The puzzling aspect about Obama’s “fair share” talk is that our solomonic president never says what anyone’s fair share actually is. This is not an unreasonable thing to ask of a liberal: In what society would he be a conservative? If a liberal wants people to have more, he or she needs to specify how much more. Obama, however, seems to believe that there is some Platonic definition of “fair share” out in the Empyrean. He simply
knows
that people aren’t getting their due. Presumably his confidence on this score arises from a conviction that American society distributes rewards so unequally. We live in a country where the top 1 percent owns more than a third of the wealth. The top 10 percent has two thirds. And this of course means that the bottom 90 percent controls only about a third of the wealth. Yet Obama’s comment about teachers and doctors seems to imply more than the claim that there is inequality and we should strive to reduce it. Rather, Obama seems to say that some people are getting too much for what they do and others too little. Consequently, the pie must be carved differently not just to equalize outcomes but to give people what they truly deserve. Obama’s argument does not appeal to compassion or even to pure egalitarianism; it appeals to just deserts.

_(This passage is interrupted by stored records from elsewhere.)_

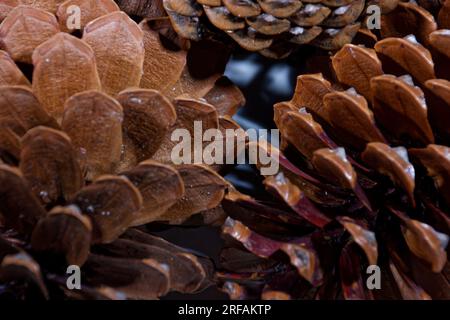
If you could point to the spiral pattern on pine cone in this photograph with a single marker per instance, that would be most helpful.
(364, 178)
(273, 27)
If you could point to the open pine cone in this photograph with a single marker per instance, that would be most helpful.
(273, 27)
(364, 178)
(85, 152)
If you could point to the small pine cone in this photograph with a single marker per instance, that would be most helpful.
(272, 27)
(364, 180)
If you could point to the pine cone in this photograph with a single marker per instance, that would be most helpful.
(84, 156)
(363, 181)
(273, 27)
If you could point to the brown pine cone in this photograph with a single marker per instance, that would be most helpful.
(273, 27)
(85, 152)
(363, 181)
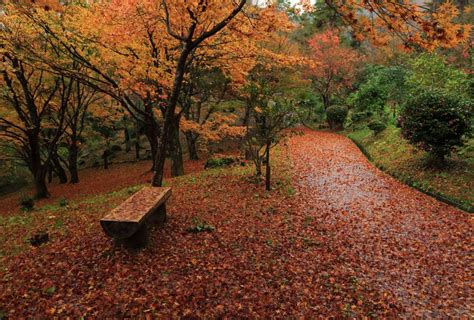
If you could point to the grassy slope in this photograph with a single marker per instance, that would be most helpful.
(395, 156)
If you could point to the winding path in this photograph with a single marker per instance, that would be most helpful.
(400, 241)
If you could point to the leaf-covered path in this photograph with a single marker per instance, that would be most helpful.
(406, 245)
(341, 240)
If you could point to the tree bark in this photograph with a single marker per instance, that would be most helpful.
(176, 151)
(137, 149)
(191, 142)
(268, 169)
(105, 157)
(72, 161)
(40, 183)
(58, 168)
(38, 169)
(128, 145)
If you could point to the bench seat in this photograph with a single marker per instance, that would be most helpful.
(128, 222)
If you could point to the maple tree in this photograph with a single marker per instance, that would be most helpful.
(31, 100)
(150, 46)
(415, 23)
(333, 65)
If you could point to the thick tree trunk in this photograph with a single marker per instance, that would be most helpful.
(268, 169)
(176, 151)
(72, 162)
(40, 183)
(191, 142)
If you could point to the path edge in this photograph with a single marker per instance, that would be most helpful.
(411, 183)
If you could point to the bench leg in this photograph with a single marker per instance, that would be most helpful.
(138, 240)
(159, 216)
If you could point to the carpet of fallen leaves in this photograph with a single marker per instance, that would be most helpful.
(336, 238)
(96, 181)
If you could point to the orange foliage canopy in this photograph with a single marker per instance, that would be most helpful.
(332, 65)
(416, 24)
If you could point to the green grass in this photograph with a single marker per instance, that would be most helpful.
(391, 153)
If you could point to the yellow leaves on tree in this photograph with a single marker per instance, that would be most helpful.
(416, 24)
(214, 129)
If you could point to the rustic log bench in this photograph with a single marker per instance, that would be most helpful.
(128, 224)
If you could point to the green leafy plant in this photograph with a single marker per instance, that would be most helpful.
(27, 202)
(336, 115)
(377, 126)
(436, 122)
(63, 202)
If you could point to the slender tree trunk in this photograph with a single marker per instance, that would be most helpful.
(326, 101)
(137, 149)
(268, 169)
(176, 151)
(50, 174)
(191, 142)
(105, 157)
(58, 168)
(128, 145)
(38, 169)
(72, 161)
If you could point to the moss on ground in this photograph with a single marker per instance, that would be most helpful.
(393, 154)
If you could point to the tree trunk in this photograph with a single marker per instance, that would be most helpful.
(40, 183)
(176, 151)
(128, 145)
(72, 162)
(191, 142)
(326, 101)
(50, 174)
(105, 156)
(151, 134)
(268, 169)
(137, 149)
(58, 168)
(38, 169)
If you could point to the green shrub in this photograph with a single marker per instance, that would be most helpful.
(336, 115)
(436, 122)
(361, 116)
(63, 202)
(27, 203)
(377, 126)
(219, 162)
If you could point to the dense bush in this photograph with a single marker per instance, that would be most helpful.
(429, 71)
(377, 126)
(377, 88)
(436, 122)
(336, 115)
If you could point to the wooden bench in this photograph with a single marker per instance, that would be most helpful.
(128, 223)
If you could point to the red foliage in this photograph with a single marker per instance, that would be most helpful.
(97, 181)
(351, 242)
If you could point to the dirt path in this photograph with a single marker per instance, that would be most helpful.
(401, 243)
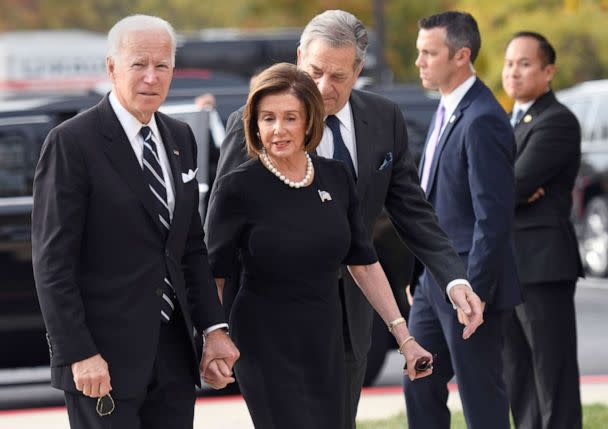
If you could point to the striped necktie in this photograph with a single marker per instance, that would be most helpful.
(341, 152)
(516, 116)
(431, 145)
(153, 175)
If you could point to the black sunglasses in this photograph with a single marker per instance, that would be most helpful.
(105, 405)
(422, 364)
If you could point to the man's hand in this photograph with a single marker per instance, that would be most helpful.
(92, 376)
(470, 308)
(219, 356)
(538, 194)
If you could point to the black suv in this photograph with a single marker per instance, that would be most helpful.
(589, 102)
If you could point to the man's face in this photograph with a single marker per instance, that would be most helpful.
(524, 78)
(433, 61)
(141, 72)
(333, 70)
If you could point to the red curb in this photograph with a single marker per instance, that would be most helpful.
(380, 390)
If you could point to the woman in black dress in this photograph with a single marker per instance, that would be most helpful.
(294, 218)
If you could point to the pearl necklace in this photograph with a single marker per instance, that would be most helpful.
(270, 166)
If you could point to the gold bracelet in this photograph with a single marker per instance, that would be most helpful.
(392, 324)
(410, 338)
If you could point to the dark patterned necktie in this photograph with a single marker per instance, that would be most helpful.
(516, 117)
(153, 175)
(341, 152)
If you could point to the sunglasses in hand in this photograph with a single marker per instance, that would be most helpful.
(105, 405)
(422, 364)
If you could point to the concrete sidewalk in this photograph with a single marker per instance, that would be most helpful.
(231, 412)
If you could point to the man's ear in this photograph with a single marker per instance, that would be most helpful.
(110, 68)
(359, 69)
(549, 72)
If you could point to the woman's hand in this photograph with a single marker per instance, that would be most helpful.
(415, 354)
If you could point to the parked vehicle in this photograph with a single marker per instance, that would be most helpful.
(589, 102)
(23, 128)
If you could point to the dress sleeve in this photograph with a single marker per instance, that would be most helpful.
(361, 251)
(225, 223)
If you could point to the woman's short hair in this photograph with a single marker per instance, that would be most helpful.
(338, 28)
(278, 79)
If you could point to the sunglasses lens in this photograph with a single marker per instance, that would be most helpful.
(105, 405)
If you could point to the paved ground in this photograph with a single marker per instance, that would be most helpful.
(231, 412)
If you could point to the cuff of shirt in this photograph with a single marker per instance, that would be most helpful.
(454, 283)
(214, 328)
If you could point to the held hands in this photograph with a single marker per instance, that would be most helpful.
(537, 195)
(92, 377)
(219, 356)
(470, 308)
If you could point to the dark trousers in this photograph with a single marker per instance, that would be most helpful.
(168, 401)
(477, 363)
(541, 366)
(354, 375)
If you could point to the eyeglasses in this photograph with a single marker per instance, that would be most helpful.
(422, 364)
(105, 405)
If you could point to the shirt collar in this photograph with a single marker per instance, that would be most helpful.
(450, 101)
(523, 106)
(130, 124)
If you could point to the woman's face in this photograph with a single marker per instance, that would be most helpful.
(282, 125)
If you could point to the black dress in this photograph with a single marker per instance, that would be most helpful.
(286, 319)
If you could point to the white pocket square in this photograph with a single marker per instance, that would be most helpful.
(190, 175)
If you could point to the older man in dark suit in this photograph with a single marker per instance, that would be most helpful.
(368, 133)
(542, 375)
(467, 173)
(119, 259)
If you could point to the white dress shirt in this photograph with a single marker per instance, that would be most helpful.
(451, 102)
(132, 126)
(347, 129)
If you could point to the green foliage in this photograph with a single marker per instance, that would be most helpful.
(576, 28)
(595, 416)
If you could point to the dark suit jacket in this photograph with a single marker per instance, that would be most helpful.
(381, 136)
(98, 250)
(472, 188)
(548, 155)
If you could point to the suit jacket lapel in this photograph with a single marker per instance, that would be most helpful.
(173, 154)
(119, 150)
(363, 139)
(530, 117)
(452, 121)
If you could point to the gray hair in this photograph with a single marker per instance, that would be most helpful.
(338, 28)
(131, 23)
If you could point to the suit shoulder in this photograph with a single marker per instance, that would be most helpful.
(242, 174)
(374, 100)
(330, 167)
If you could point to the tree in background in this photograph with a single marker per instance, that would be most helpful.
(577, 28)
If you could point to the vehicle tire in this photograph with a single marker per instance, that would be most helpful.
(381, 343)
(594, 238)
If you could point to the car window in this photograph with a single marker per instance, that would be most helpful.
(13, 165)
(601, 121)
(20, 143)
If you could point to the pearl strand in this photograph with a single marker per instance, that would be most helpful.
(270, 166)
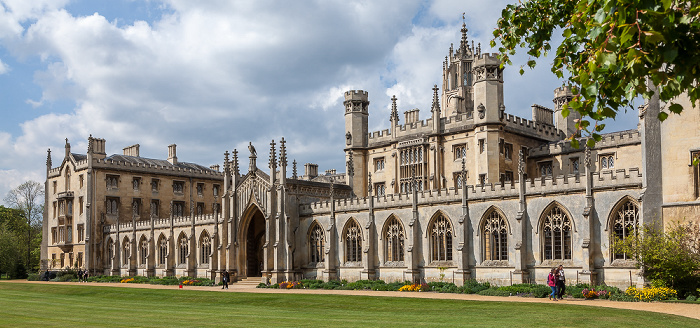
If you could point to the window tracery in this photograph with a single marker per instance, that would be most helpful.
(495, 237)
(557, 235)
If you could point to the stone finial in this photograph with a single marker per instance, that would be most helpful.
(273, 156)
(369, 182)
(67, 148)
(235, 162)
(521, 162)
(464, 44)
(394, 111)
(436, 103)
(283, 153)
(351, 165)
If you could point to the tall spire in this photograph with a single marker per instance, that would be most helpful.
(436, 102)
(235, 163)
(464, 44)
(394, 118)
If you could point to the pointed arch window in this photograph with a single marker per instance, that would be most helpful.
(625, 221)
(204, 248)
(126, 252)
(353, 242)
(495, 237)
(441, 239)
(162, 250)
(557, 235)
(316, 243)
(395, 239)
(143, 252)
(183, 249)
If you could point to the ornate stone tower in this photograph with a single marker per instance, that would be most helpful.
(567, 125)
(457, 78)
(356, 115)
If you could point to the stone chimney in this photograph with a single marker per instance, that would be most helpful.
(310, 170)
(411, 116)
(132, 150)
(541, 114)
(172, 154)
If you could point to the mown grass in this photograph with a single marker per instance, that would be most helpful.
(63, 305)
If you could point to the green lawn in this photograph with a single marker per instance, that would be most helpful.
(89, 306)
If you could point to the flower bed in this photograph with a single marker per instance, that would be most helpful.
(650, 294)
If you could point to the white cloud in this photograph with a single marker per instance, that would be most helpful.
(213, 75)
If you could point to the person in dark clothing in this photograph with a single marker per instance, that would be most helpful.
(561, 282)
(225, 279)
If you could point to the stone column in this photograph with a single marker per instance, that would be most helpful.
(330, 273)
(463, 232)
(587, 274)
(412, 235)
(520, 274)
(368, 249)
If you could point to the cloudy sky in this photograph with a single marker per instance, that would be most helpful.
(212, 75)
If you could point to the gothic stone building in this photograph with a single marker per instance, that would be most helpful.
(471, 192)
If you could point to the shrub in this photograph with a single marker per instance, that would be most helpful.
(652, 293)
(494, 291)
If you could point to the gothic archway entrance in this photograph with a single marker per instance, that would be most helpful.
(254, 241)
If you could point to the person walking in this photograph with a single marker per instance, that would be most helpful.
(561, 282)
(552, 283)
(224, 279)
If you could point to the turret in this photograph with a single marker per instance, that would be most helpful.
(356, 139)
(457, 78)
(488, 89)
(567, 125)
(394, 117)
(435, 110)
(356, 115)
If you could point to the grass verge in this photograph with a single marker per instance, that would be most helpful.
(64, 305)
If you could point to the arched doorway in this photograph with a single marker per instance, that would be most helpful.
(255, 239)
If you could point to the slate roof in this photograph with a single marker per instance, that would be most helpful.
(158, 162)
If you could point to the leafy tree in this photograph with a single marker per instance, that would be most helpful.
(9, 251)
(671, 256)
(28, 198)
(613, 51)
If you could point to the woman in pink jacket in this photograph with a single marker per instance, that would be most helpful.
(552, 283)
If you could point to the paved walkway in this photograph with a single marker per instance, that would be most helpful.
(682, 309)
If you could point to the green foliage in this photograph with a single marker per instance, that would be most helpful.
(610, 49)
(95, 306)
(494, 291)
(669, 258)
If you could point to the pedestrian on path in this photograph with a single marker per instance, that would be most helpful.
(561, 282)
(224, 279)
(552, 283)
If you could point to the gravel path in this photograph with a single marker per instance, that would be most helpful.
(682, 309)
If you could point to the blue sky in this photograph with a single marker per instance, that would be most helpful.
(213, 75)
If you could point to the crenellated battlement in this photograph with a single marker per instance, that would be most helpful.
(160, 223)
(543, 130)
(608, 140)
(621, 178)
(360, 95)
(487, 59)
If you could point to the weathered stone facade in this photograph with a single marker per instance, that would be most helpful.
(471, 192)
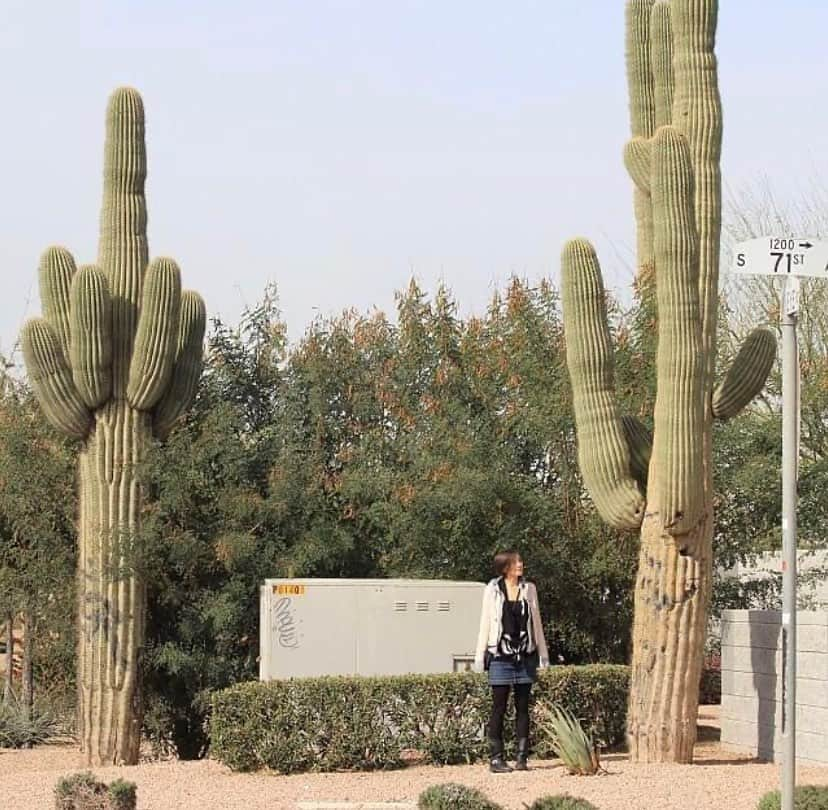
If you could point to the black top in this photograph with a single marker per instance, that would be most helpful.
(515, 622)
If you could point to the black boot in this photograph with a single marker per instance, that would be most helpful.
(523, 754)
(496, 761)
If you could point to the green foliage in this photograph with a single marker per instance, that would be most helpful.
(567, 738)
(20, 728)
(561, 802)
(359, 723)
(82, 791)
(806, 797)
(453, 796)
(369, 450)
(36, 540)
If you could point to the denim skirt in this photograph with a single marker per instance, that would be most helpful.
(503, 672)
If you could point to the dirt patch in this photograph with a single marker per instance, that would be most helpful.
(718, 779)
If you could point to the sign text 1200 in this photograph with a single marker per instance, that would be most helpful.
(783, 260)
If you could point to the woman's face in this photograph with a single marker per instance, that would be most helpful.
(516, 568)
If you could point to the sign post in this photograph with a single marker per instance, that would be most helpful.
(790, 258)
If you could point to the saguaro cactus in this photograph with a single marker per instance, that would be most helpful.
(115, 360)
(673, 160)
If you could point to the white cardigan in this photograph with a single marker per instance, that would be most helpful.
(491, 623)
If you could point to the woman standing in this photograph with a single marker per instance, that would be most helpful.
(510, 646)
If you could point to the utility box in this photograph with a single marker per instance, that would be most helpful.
(311, 627)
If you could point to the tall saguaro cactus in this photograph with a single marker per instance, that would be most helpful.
(663, 483)
(115, 360)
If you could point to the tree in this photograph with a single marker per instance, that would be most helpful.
(36, 516)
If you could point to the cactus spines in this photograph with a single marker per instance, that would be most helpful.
(673, 159)
(155, 343)
(602, 450)
(747, 374)
(640, 443)
(91, 343)
(57, 268)
(661, 47)
(679, 419)
(187, 364)
(638, 160)
(640, 68)
(51, 379)
(102, 364)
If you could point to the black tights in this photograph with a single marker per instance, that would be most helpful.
(500, 699)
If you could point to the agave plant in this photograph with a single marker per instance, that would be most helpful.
(573, 745)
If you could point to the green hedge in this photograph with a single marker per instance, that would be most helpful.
(82, 791)
(355, 723)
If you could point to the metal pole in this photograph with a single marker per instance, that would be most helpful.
(790, 463)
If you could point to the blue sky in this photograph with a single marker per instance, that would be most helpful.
(337, 148)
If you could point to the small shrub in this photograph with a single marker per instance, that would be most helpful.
(574, 746)
(81, 791)
(806, 797)
(19, 731)
(358, 723)
(452, 796)
(561, 802)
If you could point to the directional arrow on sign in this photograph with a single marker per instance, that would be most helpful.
(782, 256)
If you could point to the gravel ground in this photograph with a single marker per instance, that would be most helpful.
(717, 780)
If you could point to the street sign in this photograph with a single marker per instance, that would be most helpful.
(782, 256)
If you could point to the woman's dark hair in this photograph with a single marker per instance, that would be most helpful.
(505, 560)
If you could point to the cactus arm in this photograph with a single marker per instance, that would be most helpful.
(637, 157)
(640, 443)
(639, 68)
(679, 415)
(55, 272)
(642, 118)
(122, 249)
(187, 369)
(602, 450)
(661, 54)
(697, 112)
(155, 342)
(91, 345)
(747, 374)
(51, 379)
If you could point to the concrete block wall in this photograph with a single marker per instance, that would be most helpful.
(752, 668)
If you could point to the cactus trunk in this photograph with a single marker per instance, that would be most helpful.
(673, 161)
(111, 593)
(672, 600)
(115, 361)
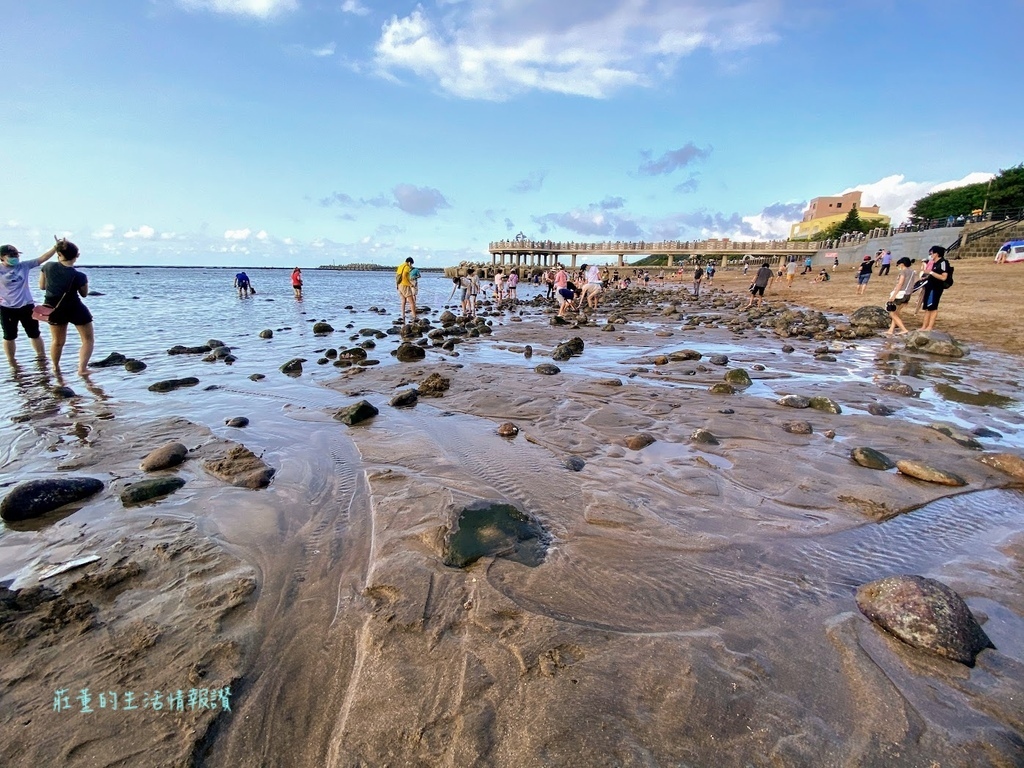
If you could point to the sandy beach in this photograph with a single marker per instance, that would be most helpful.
(693, 602)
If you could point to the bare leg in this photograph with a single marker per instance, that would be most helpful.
(58, 335)
(85, 352)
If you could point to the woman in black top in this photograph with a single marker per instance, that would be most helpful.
(65, 287)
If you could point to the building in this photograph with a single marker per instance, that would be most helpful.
(823, 212)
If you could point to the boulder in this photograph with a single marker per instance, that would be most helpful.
(35, 498)
(168, 455)
(926, 614)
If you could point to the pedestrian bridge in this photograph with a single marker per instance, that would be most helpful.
(525, 253)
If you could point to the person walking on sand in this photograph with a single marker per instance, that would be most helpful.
(900, 295)
(407, 291)
(15, 299)
(866, 264)
(65, 287)
(936, 272)
(762, 281)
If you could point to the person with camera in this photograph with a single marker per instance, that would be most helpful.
(15, 299)
(65, 287)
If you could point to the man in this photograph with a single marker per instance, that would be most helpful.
(761, 283)
(15, 299)
(936, 271)
(887, 260)
(407, 291)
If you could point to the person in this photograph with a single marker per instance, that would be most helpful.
(936, 272)
(65, 287)
(407, 291)
(864, 274)
(900, 295)
(887, 260)
(762, 281)
(244, 285)
(15, 299)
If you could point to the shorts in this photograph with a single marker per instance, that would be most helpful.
(11, 316)
(78, 314)
(931, 300)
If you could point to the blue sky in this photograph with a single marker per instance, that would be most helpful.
(283, 132)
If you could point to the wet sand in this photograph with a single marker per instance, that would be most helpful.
(695, 605)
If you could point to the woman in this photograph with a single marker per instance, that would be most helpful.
(900, 295)
(65, 286)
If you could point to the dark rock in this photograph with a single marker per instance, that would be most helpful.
(868, 457)
(168, 385)
(356, 413)
(151, 487)
(114, 358)
(241, 467)
(35, 498)
(168, 455)
(926, 614)
(485, 528)
(406, 398)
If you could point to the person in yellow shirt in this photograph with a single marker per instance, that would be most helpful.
(407, 291)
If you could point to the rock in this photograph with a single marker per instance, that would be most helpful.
(1009, 463)
(935, 342)
(406, 398)
(408, 352)
(241, 467)
(825, 404)
(639, 441)
(434, 385)
(872, 316)
(168, 455)
(926, 614)
(293, 367)
(798, 427)
(922, 471)
(738, 378)
(868, 457)
(355, 414)
(794, 400)
(35, 498)
(114, 358)
(705, 436)
(573, 464)
(169, 384)
(151, 487)
(485, 528)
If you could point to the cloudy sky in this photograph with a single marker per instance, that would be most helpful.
(282, 132)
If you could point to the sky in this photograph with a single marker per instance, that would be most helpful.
(308, 132)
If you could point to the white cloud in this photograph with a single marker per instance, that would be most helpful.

Obama’s claims about teachers and CEOs gets to a broader puzzle about how a capitalist society assigns rewards. At first glance, it seems that there is no relationship between merit and reward. Athletes and entertainers, who provide services much less indispensable than teachers and doctors, earn vastly more than either of those two professions. Earlier I mentioned the example of the parking lot guy who parks all the cars and makes money for the resort, yet he gets a pittance of that money. From his point of view, there is no
relationship between work and reward. He does the work, and “they” get the profits. This is pretty much how workers feel in a variety of occupations. They are the “makers” and their bosses are the “takers.” In a truly fair and merit-based society, they should get more and the bosses should get less.

These arguments are, whether their proponents recognize it or not, anchored in Karl Marx’s notion of “surplus value.” Marx is largely discredited today, because Communism proved a failure, and Marx’s prophecies proved dead wrong. Still, Marx’s core argument about the injustice of capitalist distribution remains hugely influential, because it seems to reflect common sense. Marx argued that everything that is produced under capitalism is produced by labor. Even machines and technology, Marx pointed out, are simply the products of past labor, since it took human effort to make those machines and technology. Whether skilled or unskilled, labor is responsible for everything that is made and sold.

The way that capitalism works, according to Marx, is that entrepreneurs provide the initial capital and use this to pay workers for their labor. This is their cost of doing business. Products, however, are not sold for what it costs to make them. They are sold for the highest price the market will bear. The difference between what things are sold for, and what it costs to make them, Marx terms “surplus value.” It is another name for “profit.” Marx contends that capital by itself is worth very little—since money has a modest rental value called “interest”—and therefore once this interest is paid, workers are responsible for the full value of a product. Despite this, workers actually receive only the labor cost of that product, leaving the entrepreneurs or capitalists to make off with the difference.